11. Then arises the question, the subject of the second contention on behalf of the appellant, namely, whether upon that view of the case the defendant Deva Roy, on the expiry of the former thikadar's lease, ceased to have any right in the lands. He having been brought on the land by his landlord, who was a lessee under the proprietor for a limited term of years, prima facie his right would come to an end upon the expiry of his landlord's lease. This view is in accordance with general principles--see the case of Henderson v. Squire (1869) L.E., 4 Q.B., 170, and also the cases of Oomatara Debia v. Peena Bibee (1866) 2 W.R., 155, and Hurish Chunder Roy Chowdhry v. Sree kalee Mukerjee (1874) 22 W.H., 274.
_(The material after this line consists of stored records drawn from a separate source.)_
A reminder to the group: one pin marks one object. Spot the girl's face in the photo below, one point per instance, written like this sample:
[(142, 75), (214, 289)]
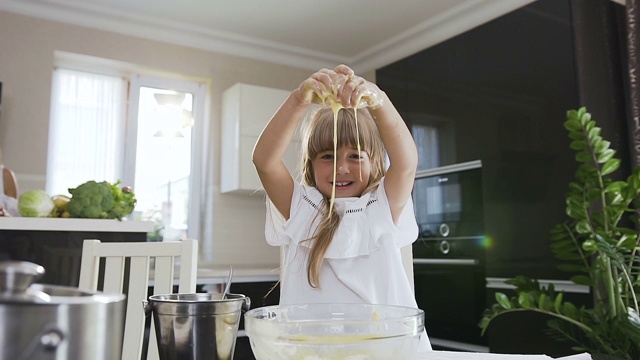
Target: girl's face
[(349, 166)]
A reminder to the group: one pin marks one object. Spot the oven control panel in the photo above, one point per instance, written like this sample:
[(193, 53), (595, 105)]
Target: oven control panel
[(449, 247), (451, 229)]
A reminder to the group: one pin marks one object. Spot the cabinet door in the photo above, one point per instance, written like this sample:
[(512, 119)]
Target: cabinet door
[(246, 110)]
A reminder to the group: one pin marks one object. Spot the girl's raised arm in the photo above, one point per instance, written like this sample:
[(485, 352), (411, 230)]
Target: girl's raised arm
[(275, 138)]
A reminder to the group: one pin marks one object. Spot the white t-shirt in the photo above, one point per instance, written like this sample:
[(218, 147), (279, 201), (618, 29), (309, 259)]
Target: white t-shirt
[(363, 263), (9, 203)]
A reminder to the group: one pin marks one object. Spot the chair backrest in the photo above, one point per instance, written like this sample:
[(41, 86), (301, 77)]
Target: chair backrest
[(141, 272)]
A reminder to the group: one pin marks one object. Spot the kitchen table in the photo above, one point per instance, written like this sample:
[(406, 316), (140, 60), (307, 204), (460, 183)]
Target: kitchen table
[(56, 243), (456, 355)]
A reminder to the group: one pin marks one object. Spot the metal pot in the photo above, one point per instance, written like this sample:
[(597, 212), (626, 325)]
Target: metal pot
[(48, 322), (196, 326)]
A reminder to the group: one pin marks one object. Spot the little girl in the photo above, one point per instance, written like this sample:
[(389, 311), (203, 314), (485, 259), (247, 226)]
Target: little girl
[(345, 250)]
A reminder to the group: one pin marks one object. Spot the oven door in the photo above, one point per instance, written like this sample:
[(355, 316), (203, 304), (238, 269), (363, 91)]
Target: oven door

12. It was argued upon the authority of Binad Lal Pakrashi v. Kalu Pramanik (1893) I.L.R., 20 Cal., 708, that the mere fact of the title of the person who inducts a raiyat upon any land ceasing or being non-existent, would not be sufficient to show that the raiyat's title ceased or did not exist. We are of opinion that case can have no application to a case like the present. The ground for the decision in that case was, as stated in the judgment of the learned Chief Justice, that the only right of the person who has obtained possession of the zsamindari is to the rent payable for the land and not to obtain khas possession of the land itself unless he can do so under the provisions of the Bengal Tenancy Act; and that ground is not applicable to rait lands protected by Section 116, the primary character of such lands Being that the proprietor is entitled to be in khas possession of them, and no raiyat can acquire any occupancy or non-occupancy right in them.
13. In this view of the case, and for the reasons we have stated at the outset, it becomes necessary to remand the case to the Lower Appellate Court for disposal after determination of the question whether the lands are really the proprietor's zerait lands; and we think it is also necessary to remand it for the determination of the question raised in the third contention on behalf of the appellant, namely, what are the rights of the parties in respect of the ten cottahs of land in regard to which the Courts below have come to no finding.
14. The costs will abide the result.